Engineering multifunctional superstructure cathodes to
conquer
the critical issue of sluggish kinetics and large volume changes associated
with divalent Zn-ion intercalation reactions is highly desirable for
boosting practical Zn-ion battery applications. Herein, it is demonstrated
that a MoS2/C19H42N+ (CTAB)
superstructure can be rationally designed as a stable and high-rate
cathode. Incorporation of soft organic CTAB into a rigid MoS2 host forming the superlattice structure not only effectively initiates
and smooths Zn2+ transport paths by significantly expanding
the MoS2 interlayer spacing (1.0 nm) but also endows structural
stability to accommodate Zn2+ storage with expansion along
the MoS2 in-plane, while synchronous shrinkage along the
superlattice interlayer achieves volume self-regulation of the whole
cathode, as evidenced by in situ synchrotron X-ray
diffraction and substantial ex situ characterizations.

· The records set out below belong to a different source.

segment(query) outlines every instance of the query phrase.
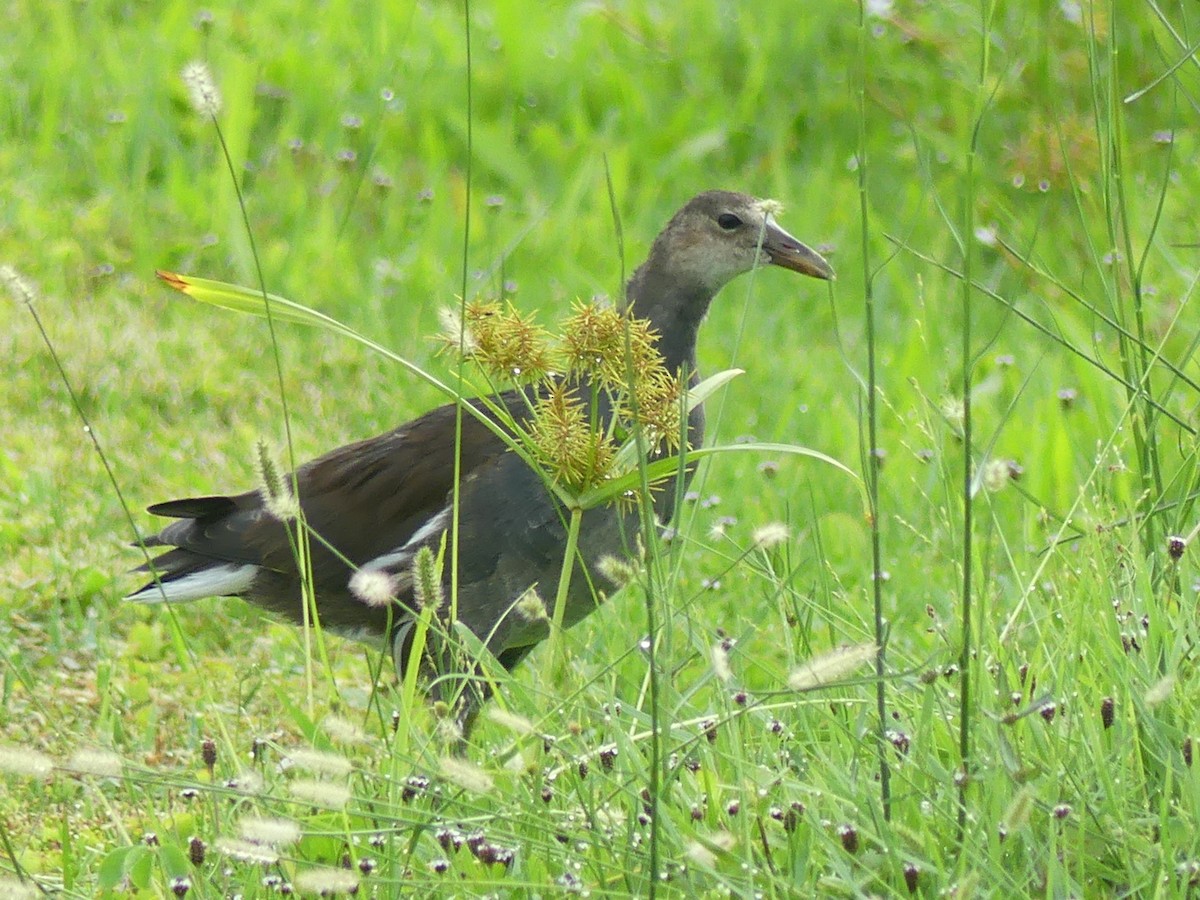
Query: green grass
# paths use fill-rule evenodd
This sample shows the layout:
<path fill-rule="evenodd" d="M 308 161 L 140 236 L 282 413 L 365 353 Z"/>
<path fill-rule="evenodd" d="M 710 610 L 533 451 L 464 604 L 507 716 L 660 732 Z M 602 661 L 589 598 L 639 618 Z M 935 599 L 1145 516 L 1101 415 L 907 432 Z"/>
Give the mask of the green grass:
<path fill-rule="evenodd" d="M 701 362 L 746 374 L 710 402 L 709 439 L 802 444 L 862 470 L 870 278 L 890 820 L 869 668 L 816 692 L 787 686 L 805 661 L 875 634 L 870 522 L 829 467 L 731 455 L 695 484 L 702 502 L 655 607 L 661 708 L 677 727 L 661 742 L 650 871 L 636 589 L 566 634 L 565 686 L 544 650 L 504 683 L 503 706 L 538 733 L 485 716 L 467 760 L 486 778 L 467 790 L 478 773 L 443 772 L 434 715 L 402 708 L 390 662 L 373 678 L 378 650 L 330 637 L 328 667 L 308 678 L 302 636 L 241 602 L 120 601 L 138 554 L 116 493 L 30 312 L 0 304 L 0 743 L 59 766 L 34 778 L 0 764 L 0 875 L 80 898 L 169 895 L 185 874 L 190 896 L 268 896 L 264 876 L 348 856 L 374 860 L 360 878 L 380 896 L 569 882 L 906 895 L 906 866 L 929 896 L 1194 894 L 1200 572 L 1193 547 L 1170 557 L 1168 536 L 1196 527 L 1200 485 L 1196 23 L 1186 4 L 1084 4 L 1079 23 L 1064 6 L 898 2 L 865 30 L 850 4 L 472 8 L 469 292 L 511 293 L 544 324 L 576 298 L 616 295 L 605 158 L 625 271 L 700 190 L 778 197 L 782 223 L 828 247 L 839 280 L 826 294 L 761 271 L 719 298 Z M 462 10 L 209 8 L 204 24 L 184 4 L 18 4 L 0 30 L 0 263 L 37 284 L 136 509 L 251 486 L 259 438 L 284 454 L 263 323 L 154 280 L 257 282 L 216 134 L 179 79 L 186 62 L 208 60 L 221 86 L 269 289 L 436 373 L 448 371 L 428 340 L 436 313 L 462 290 Z M 971 458 L 1021 469 L 972 499 L 970 598 L 965 305 Z M 278 353 L 298 457 L 439 402 L 324 332 L 280 326 Z M 754 547 L 770 522 L 791 539 Z M 726 638 L 728 680 L 713 664 Z M 350 773 L 280 764 L 310 745 Z M 122 774 L 67 772 L 90 748 L 115 752 Z M 412 776 L 430 782 L 409 797 Z M 301 799 L 294 782 L 312 778 L 349 800 Z M 293 820 L 302 836 L 265 868 L 221 853 L 251 816 Z M 515 859 L 445 852 L 442 828 L 481 830 Z M 193 835 L 208 845 L 199 865 L 186 860 Z"/>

Consequently, the optimized superlattice cathode delivers high-rate
performance, long-term cycling stability (∼92.8% capacity retention
at 10 A g–1 after 2100 cycles), and favorable flexibility
in a pouch cell. Moreover, a decent areal capacity (0.87 mAh cm–2) is achieved even after a 10-fold increase of loading
mass (∼11.5 mg cm–2), which is of great significance
for practical applications. This work highlights the design of multifunctional
superlattice electrodes for high-performance aqueous batteries.